CASIA OpenIR  > 毕业生  > 博士学位论文
基于知识对齐与蒸馏的持续学习方法研究
李焜炽
2024-05-16
Pages140
Subtype博士
Abstract

实现通用人工智能的一个关键是构建的人工智能系统能够像人类一样灵活高效地持续学习新知识,并迅速适应动态变化的现实环境。但是,基于静态封闭的学习环境的假设导致当前基于数据驱动的人工神经网络在学习新任务时无法保留和积累先前学到的知识,也无法将这些知识应用于未来学习中。这种现象被称为人工神经网络的灾难性遗忘,即在学习新任务时遗忘先前的记忆。在持续学习的情境下,新任务数据通常与智能系统之前学习的旧数据是非独立同分布的。这表示新数据的分布、特征或关系可能与之前学习的数据有明显不同。由于旧模型仅在过去的任务上进行过训练,并且没有接触过新数据,因此其学到的表示缺乏适应性以容纳这些新数据。这种不足导致模型更新时会出现显著的表示漂移,进一步恶化了灾难性遗忘问题。为了解决这个问题,本研究致力于动态地提升模型学到的表征对新数据的适应能力,实现新旧类别表征的对齐,以减少任务之间的差异,进而缓解模型在学习新任务后出现的特征漂移,从而减轻灾难性遗忘。通过处理不断变化的非平稳数据流中新数据与旧数据之间的差异,智能系统能更好地应对现实世界中的变化,并持续学习新知识,从而提升系统的持续学习性能和对开放环境的适应性。本文的主要工作和创新点如下:

(1) 本文首先分析了在非独立同分布的新旧数据中存在的知识差异,以及这种差异对持续学习方法整体表现造成的不良影响。针对这个问题,本文分析和借鉴人类儿童持续学习的行为过程,提出了一个包含三个训练阶段的框架。首先,通过图片与特征混合回放的方法结合知识蒸馏技术训练一个特征校准网络,以生成一个知识对齐后的教师网络;然后,使用不同基于知识蒸馏的持续学习方法在学习新任务的同时将校准后的旧任务知识从这个教师网络传递到新模型;最后,应用特征调整技术更新存储的旧任务的特征数据。由于第1和2阶段均使用了知识蒸馏技术,因此该方法形成了一个级联的知识蒸馏框架。实验结果表明,本研究的主要方法在三个数据集上取得了当时最优的表现,验证了通过知识对齐可以显著提高知识传递的效果。此外,级联的知识蒸馏框架被证明是一个通用的学习框架,适用于主流的基于知识蒸馏的持续学习方法,能够显著改善它们的整体性能。这一发现为我们研究持续学习提供了重要的指导和启示。

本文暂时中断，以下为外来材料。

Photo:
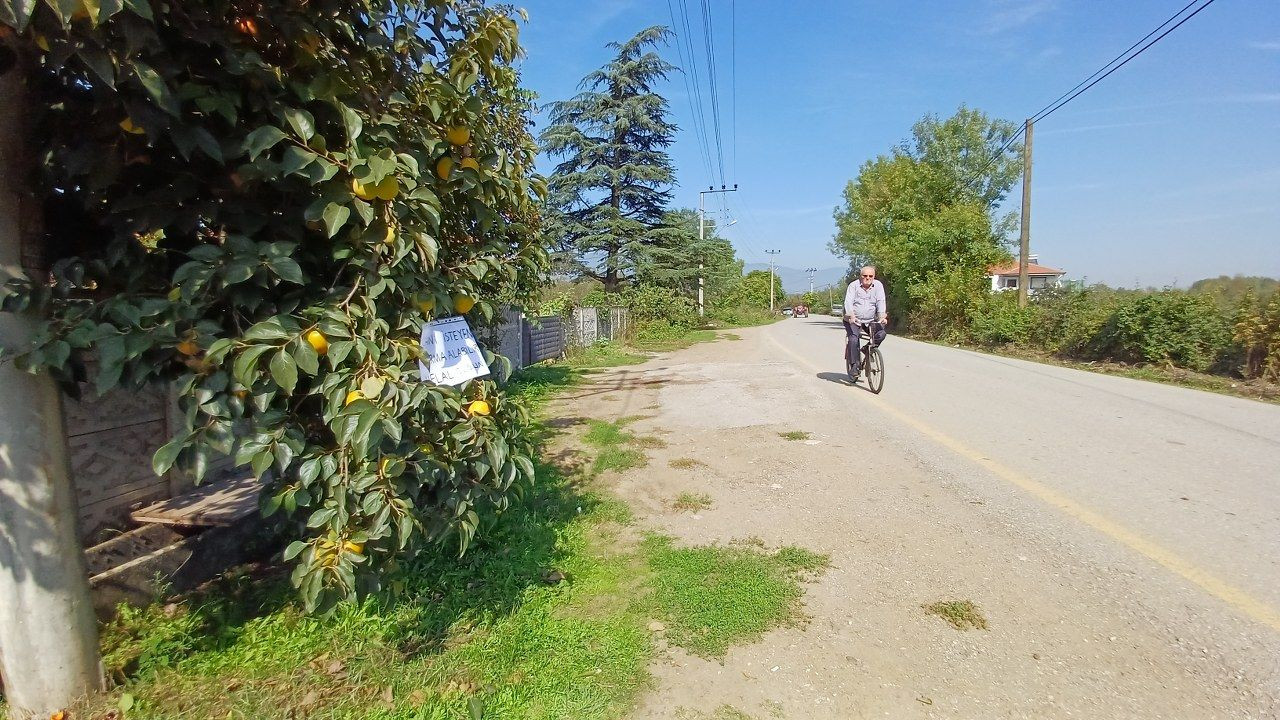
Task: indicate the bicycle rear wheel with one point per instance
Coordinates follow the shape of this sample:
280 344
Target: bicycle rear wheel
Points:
874 370
851 360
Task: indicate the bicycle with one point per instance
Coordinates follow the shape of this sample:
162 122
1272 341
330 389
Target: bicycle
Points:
872 364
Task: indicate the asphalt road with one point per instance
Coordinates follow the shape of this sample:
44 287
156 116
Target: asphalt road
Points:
1120 537
1175 486
1189 479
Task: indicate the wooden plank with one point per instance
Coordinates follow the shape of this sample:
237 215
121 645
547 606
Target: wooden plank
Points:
220 502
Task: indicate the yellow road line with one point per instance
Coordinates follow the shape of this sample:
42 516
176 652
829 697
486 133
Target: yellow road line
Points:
1244 602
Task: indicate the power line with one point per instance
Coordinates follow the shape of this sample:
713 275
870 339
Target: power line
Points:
699 132
732 65
1080 87
1143 49
1127 50
709 48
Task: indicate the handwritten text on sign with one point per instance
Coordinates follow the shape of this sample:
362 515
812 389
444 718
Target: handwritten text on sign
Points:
451 352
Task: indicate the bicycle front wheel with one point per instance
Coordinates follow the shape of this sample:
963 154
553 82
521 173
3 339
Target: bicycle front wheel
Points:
874 370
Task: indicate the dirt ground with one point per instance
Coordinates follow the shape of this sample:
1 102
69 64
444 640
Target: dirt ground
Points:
1065 637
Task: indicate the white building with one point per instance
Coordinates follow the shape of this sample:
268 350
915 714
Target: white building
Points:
1005 277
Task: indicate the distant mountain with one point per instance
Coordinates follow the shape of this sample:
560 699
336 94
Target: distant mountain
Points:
798 281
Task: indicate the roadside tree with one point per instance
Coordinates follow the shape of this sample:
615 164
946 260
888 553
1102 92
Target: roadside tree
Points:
611 190
261 204
924 215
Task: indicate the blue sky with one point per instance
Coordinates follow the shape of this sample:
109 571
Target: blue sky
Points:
1166 172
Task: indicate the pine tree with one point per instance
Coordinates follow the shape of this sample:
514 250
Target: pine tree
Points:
611 190
677 258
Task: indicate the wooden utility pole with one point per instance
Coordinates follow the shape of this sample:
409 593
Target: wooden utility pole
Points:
1024 246
772 253
702 278
49 654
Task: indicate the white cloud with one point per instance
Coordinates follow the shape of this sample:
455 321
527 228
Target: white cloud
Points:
1011 14
1097 127
1255 98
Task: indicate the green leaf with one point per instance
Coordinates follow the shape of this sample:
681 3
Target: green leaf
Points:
168 454
334 217
156 87
301 122
306 358
287 269
141 8
246 363
261 140
17 13
284 370
295 159
261 461
293 550
208 144
351 122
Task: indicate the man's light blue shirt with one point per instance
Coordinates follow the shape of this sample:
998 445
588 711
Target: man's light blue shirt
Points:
863 304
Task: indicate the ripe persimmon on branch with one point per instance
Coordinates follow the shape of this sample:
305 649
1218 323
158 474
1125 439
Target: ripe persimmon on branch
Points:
261 203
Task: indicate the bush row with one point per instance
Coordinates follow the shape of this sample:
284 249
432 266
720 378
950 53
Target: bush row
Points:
1170 327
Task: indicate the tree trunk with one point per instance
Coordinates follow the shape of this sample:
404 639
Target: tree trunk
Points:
49 654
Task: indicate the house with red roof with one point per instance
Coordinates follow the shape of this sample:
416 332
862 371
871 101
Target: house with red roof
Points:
1005 277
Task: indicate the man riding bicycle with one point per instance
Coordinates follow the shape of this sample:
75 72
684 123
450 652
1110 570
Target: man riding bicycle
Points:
865 309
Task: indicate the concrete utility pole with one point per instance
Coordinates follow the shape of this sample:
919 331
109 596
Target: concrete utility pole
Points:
1024 246
49 654
702 212
772 253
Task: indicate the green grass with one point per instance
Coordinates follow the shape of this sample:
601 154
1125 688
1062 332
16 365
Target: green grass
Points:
693 501
618 459
602 433
545 616
961 614
618 449
484 629
716 597
1256 388
691 337
685 463
603 355
722 712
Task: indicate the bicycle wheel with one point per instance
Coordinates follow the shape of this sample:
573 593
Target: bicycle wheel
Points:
874 370
850 355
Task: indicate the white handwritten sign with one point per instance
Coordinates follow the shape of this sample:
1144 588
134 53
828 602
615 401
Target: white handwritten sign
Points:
452 354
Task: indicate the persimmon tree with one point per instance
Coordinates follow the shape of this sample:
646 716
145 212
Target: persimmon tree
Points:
261 203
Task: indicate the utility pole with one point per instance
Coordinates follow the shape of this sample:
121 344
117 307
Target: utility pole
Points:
702 212
1024 246
49 654
771 253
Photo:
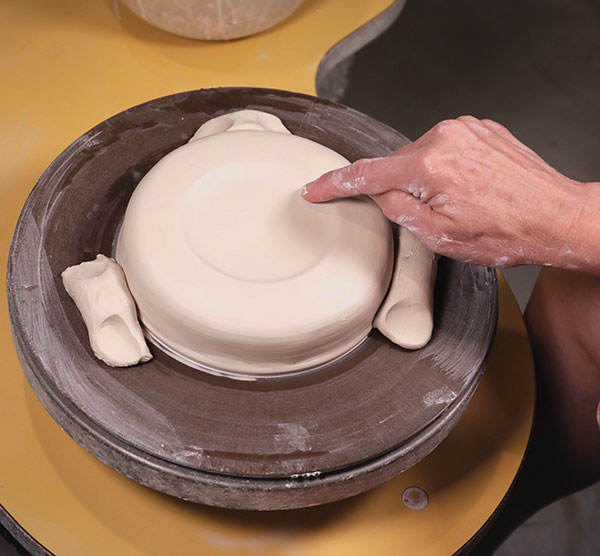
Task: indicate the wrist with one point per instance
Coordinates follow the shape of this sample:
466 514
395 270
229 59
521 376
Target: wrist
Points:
581 247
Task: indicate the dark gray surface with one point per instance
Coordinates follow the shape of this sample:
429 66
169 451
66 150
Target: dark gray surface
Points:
354 424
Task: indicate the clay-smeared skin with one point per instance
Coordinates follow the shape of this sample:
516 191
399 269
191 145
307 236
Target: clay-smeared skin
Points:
471 191
99 290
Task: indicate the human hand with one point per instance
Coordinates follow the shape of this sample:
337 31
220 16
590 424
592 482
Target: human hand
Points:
471 191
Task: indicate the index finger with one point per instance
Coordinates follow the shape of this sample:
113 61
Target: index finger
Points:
368 176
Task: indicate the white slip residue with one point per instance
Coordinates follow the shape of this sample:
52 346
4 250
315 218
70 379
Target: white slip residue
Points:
291 438
440 396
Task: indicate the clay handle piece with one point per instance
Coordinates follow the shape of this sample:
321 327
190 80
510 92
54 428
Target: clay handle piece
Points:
100 292
406 315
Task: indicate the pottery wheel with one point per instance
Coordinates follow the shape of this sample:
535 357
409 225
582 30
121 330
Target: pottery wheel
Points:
277 443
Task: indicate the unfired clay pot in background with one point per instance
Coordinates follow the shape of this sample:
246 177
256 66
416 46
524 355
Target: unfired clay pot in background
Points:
213 19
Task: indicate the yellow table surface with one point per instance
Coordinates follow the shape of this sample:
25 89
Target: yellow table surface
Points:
68 65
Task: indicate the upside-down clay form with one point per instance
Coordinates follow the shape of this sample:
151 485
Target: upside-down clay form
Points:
213 19
232 270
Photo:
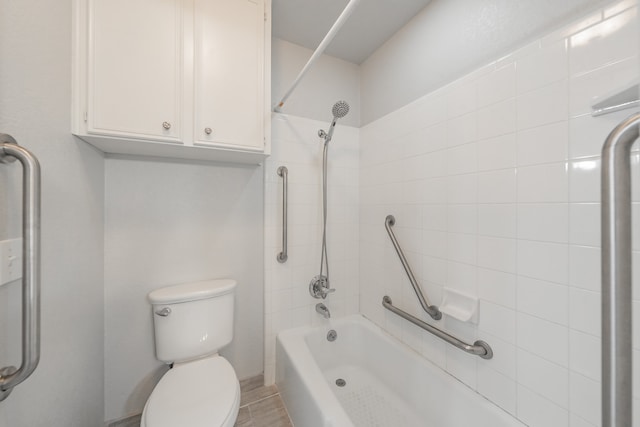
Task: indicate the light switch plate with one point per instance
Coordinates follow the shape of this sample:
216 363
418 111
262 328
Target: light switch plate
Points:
10 260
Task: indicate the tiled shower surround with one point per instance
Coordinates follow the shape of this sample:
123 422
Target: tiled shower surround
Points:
494 184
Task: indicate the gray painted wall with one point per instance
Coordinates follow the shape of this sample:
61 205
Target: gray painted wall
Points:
35 96
450 38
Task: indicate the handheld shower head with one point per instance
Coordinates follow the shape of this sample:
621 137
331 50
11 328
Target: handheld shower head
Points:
340 109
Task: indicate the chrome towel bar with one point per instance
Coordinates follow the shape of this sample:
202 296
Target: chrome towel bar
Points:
432 310
9 375
284 173
617 350
478 348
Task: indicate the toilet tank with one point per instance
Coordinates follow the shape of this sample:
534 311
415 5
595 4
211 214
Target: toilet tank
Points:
192 320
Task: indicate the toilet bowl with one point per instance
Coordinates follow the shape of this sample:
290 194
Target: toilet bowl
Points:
192 322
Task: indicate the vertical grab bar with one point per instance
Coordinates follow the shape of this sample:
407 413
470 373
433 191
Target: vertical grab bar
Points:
284 173
432 310
616 275
9 375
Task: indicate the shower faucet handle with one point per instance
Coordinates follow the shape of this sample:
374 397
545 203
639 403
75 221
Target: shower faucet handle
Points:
319 287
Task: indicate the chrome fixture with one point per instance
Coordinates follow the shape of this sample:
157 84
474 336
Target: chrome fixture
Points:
478 348
319 286
284 173
9 375
322 309
432 310
617 352
164 312
346 12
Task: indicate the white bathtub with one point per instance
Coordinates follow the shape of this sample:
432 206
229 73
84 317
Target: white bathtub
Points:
387 384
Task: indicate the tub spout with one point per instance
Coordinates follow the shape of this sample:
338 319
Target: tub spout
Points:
322 309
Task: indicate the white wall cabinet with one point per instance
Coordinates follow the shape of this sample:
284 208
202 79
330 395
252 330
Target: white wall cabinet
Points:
183 79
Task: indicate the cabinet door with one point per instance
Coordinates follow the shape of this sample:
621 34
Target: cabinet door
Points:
229 73
135 63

(2) 级联的知识蒸馏框架仅仅使用了从旧模型中提取的特征作为特征校准网络的输入。在旧模型无法很好泛化新旧类别的情况下,这种做法会影响知识对齐效果,从而影响持续学习的整体表现。为了解决这一问题并且减少训练阶段以节省训练时间和资源,本文提出了融合动态模型和块状知识蒸馏的改进方法。改进后的框架包括两个训练阶段。首先,在第1阶段,本文训练一个扩展模块,用于识别新旧类别。该模块有助于发现旧模型遗漏或者错过的属于旧类别但区别于新类别的关键特征。本文利用这些被遗漏的特征来校准旧类别的表示,增强对旧类别表示的泛化能力。接下来,在第2阶段,本文采用提出的块状知识蒸馏方法,结合长尾数据学习的技术,在学习新类别的同时将校准后的旧任务知识传递到新模型。块状知识蒸馏方法根据类别样本数将$softmax$层分成多个块,并进行分块蒸馏。由于每个块中的类别频率相同或相似,所以块内的$softmax$输出之间没有或只有很少的偏差。这可以为旧类别和新类别提供平衡的监督信息,有效解决数据不平衡问题。通过广泛的实验验证,本文提出的改进框架被证实显著提高了原方法的性能,在四个持续学习基准测试数据集上取得了当前最先进的表现。特别是在类增量平均准确率方面,该方法比当前最新的方法提高了1.2%至19.0%。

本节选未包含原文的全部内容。